Sometimes I hate books. They hang around my house like accusations, the ones I haven’t read yet, the one my son gave me for Christmas, and the one by Walter Benjamin that he recommended that I read. A few weeks ago, (yes, it was only a few weeks ago) near the beginning of the semester, one of my students suggested that I read a book called American Sniper by Chris Kyle. By now, everyone, unless they live in cave, knows who Chris Kyle was. I respect the student who made the recommendation, and I tend to read books that students I respect recommend. (See my earlier blog post about The Hunger Games https://writesomewhatnot.com/2012/06/_). It is, however, a rare occurrence. (Some of my students recently were discussing whether or not I had read Fifty Shades of Gray, and, when I said I had not, I confirmed their suspicions.) However, the student who recommended Chris Kyle’s book is in one of my Composition One classes where one of our textbooks is Jon Krakauer’s Where Men Win Glory and the other text is Sebastian Junger’s War. A number of the students in the class are veterans with a range of military service from recent tours in Afghanistan to this student, whose tours include being in Lebanon in the ‘80’s. It’s an interesting group of students, and this student is one of the more interesting ones of an interesting group.

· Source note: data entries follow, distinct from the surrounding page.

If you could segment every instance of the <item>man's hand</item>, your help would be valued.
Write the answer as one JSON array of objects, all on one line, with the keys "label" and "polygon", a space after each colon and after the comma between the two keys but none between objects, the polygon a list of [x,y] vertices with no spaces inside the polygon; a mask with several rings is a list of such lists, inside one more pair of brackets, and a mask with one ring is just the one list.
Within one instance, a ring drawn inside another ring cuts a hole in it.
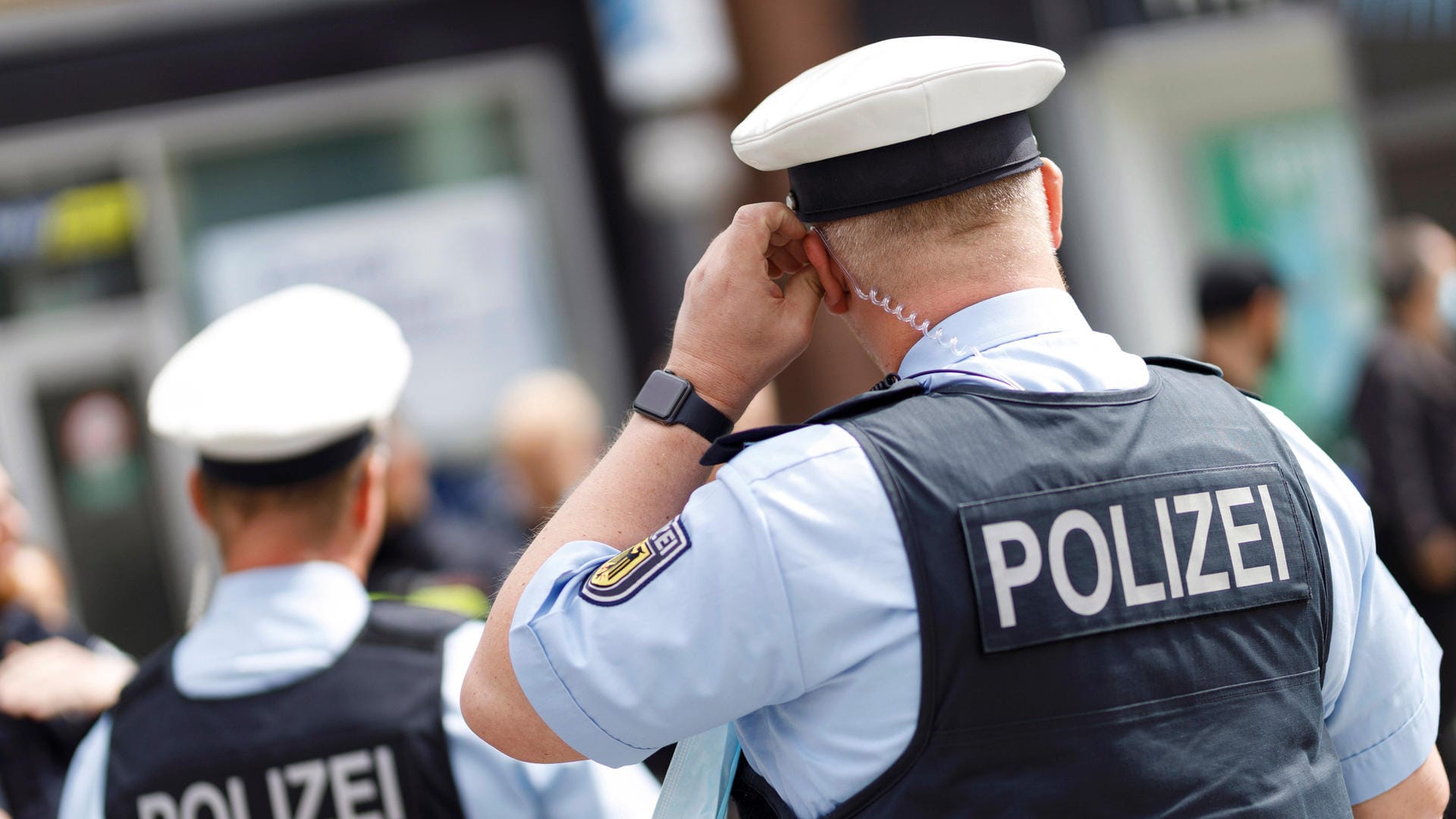
[{"label": "man's hand", "polygon": [[60,637],[31,646],[12,643],[0,662],[0,711],[32,720],[93,717],[116,704],[135,673],[135,663],[121,654],[92,651]]},{"label": "man's hand", "polygon": [[827,271],[805,236],[783,204],[744,205],[687,275],[667,369],[729,418],[808,347]]}]

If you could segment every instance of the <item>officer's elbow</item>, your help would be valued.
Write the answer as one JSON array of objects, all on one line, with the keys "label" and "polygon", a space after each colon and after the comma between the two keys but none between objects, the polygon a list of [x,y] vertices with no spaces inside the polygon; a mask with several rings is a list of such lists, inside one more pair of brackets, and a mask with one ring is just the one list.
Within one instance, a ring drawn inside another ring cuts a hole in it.
[{"label": "officer's elbow", "polygon": [[460,713],[478,737],[521,762],[584,759],[540,718],[508,669],[504,675],[472,669],[460,689]]},{"label": "officer's elbow", "polygon": [[1425,762],[1401,784],[1354,806],[1356,819],[1440,819],[1450,800],[1450,783],[1440,753],[1431,749]]}]

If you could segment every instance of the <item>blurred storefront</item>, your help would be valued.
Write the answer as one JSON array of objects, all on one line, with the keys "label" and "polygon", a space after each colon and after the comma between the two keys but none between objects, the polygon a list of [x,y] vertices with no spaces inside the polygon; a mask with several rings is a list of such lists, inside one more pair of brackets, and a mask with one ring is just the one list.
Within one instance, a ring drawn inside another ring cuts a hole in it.
[{"label": "blurred storefront", "polygon": [[0,461],[124,648],[175,634],[215,571],[147,386],[246,300],[323,281],[399,318],[403,414],[446,465],[486,456],[518,373],[566,366],[626,402],[638,232],[594,22],[491,6],[0,16]]},{"label": "blurred storefront", "polygon": [[[1270,399],[1341,453],[1377,220],[1456,224],[1456,0],[0,3],[0,462],[77,611],[146,650],[205,599],[188,458],[144,431],[202,324],[294,281],[380,302],[447,466],[488,458],[496,388],[527,369],[574,369],[616,412],[702,249],[786,191],[731,127],[917,34],[1063,54],[1035,114],[1067,172],[1063,261],[1128,348],[1192,353],[1200,255],[1268,255],[1290,294]],[[820,322],[785,420],[878,377]]]}]

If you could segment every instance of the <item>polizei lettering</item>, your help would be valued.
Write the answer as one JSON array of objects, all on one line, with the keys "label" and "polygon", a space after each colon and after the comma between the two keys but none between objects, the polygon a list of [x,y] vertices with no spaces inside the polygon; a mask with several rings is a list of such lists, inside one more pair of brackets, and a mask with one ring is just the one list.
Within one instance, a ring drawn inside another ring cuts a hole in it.
[{"label": "polizei lettering", "polygon": [[387,745],[137,797],[138,819],[405,819]]},{"label": "polizei lettering", "polygon": [[981,644],[1307,599],[1297,509],[1270,463],[962,504]]}]

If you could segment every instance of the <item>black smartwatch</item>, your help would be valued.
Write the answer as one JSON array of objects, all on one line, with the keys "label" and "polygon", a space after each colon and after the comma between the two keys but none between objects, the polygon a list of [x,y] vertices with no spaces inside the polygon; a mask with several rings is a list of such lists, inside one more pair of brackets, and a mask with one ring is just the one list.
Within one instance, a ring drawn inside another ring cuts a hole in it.
[{"label": "black smartwatch", "polygon": [[683,424],[711,442],[732,431],[728,415],[703,401],[687,379],[667,370],[654,370],[646,377],[632,408],[658,424]]}]

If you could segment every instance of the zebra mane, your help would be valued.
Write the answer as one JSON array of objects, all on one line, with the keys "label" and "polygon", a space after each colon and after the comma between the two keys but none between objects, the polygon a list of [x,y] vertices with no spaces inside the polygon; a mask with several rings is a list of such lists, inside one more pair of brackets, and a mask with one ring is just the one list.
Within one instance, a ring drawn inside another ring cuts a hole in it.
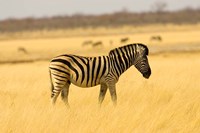
[{"label": "zebra mane", "polygon": [[118,49],[125,49],[127,47],[133,47],[133,45],[135,45],[135,44],[128,44],[128,45],[125,45],[125,46],[114,48],[114,49],[110,50],[109,55],[114,54]]},{"label": "zebra mane", "polygon": [[121,47],[112,49],[112,50],[110,50],[109,55],[114,54],[118,49],[126,49],[126,48],[128,48],[128,47],[129,47],[129,48],[132,47],[133,49],[136,50],[136,49],[137,49],[136,45],[138,45],[139,47],[144,48],[144,49],[145,49],[145,54],[146,54],[146,55],[149,54],[149,49],[148,49],[148,47],[147,47],[146,45],[141,44],[141,43],[136,43],[136,44],[128,44],[128,45],[125,45],[125,46],[121,46]]}]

So, I downloaded American Sniper to my Kindle, and began reading it. It is not an especially well-crafted book; however, it is compelling and describes vividly the experience of being in Iraq in the early days of the invasion. When we began our adventures in Iraq, I read almost everything I could find about the history, the politics and the reasons for our invasions, so Kyle’s book, although a different voice, was not exactly new material. (I confess here that I have not finished it. I’ll get to that in a bit.) Kyle drew me into his story. Kyle does not reflect much on politics or morality. He gives his readers clear, vivid descriptions of the job he had to do. It is interesting that he remains not particularly introspective, considering, that in retrospect, we can ask many questions about why we went to Iraq and what we did there.
But, I began to read. I usually read in bed and have even been known to let the book, or the Kindle fall to the floor as I fall asleep. However, on two recent nights, I found I had a great of trouble falling asleep. After two nights of not falling asleep until after mid-night, I decided that it might be the book. American Sniper just might not be bedtime reading, so the next night, I opened Sense and Sensibility and dropped off to sleep gently and easily. Jane Austin lulled me to dreamland with no trouble. Her loopy 19th C. sentences clearly were what I needed.
So, I have not finished American Sniper. I will. I will read it on the airplane I am taking soon for our Spring break trip. I do want to know the rest of Kyle’s story. I owe it to the student who recommended it. I owe it Chris Kyle, and I owe it to myself. I owe it to all the veterans who are my students.
But sometimes I hate books. I have too many of them. They remind me that there is so much I know so little about. They remind me that books create connections with my students and my family (see the books from my son above). They create connections with my colleagues. I can’t imagine living in a world without books, but I often wish there were not so many of them, about so many things I’d like to know about. I wish I could hide the ones that haunt me somewhere in a closet or the basement, where I could let them out slowly, at a pace that didn’t feel overwhelming.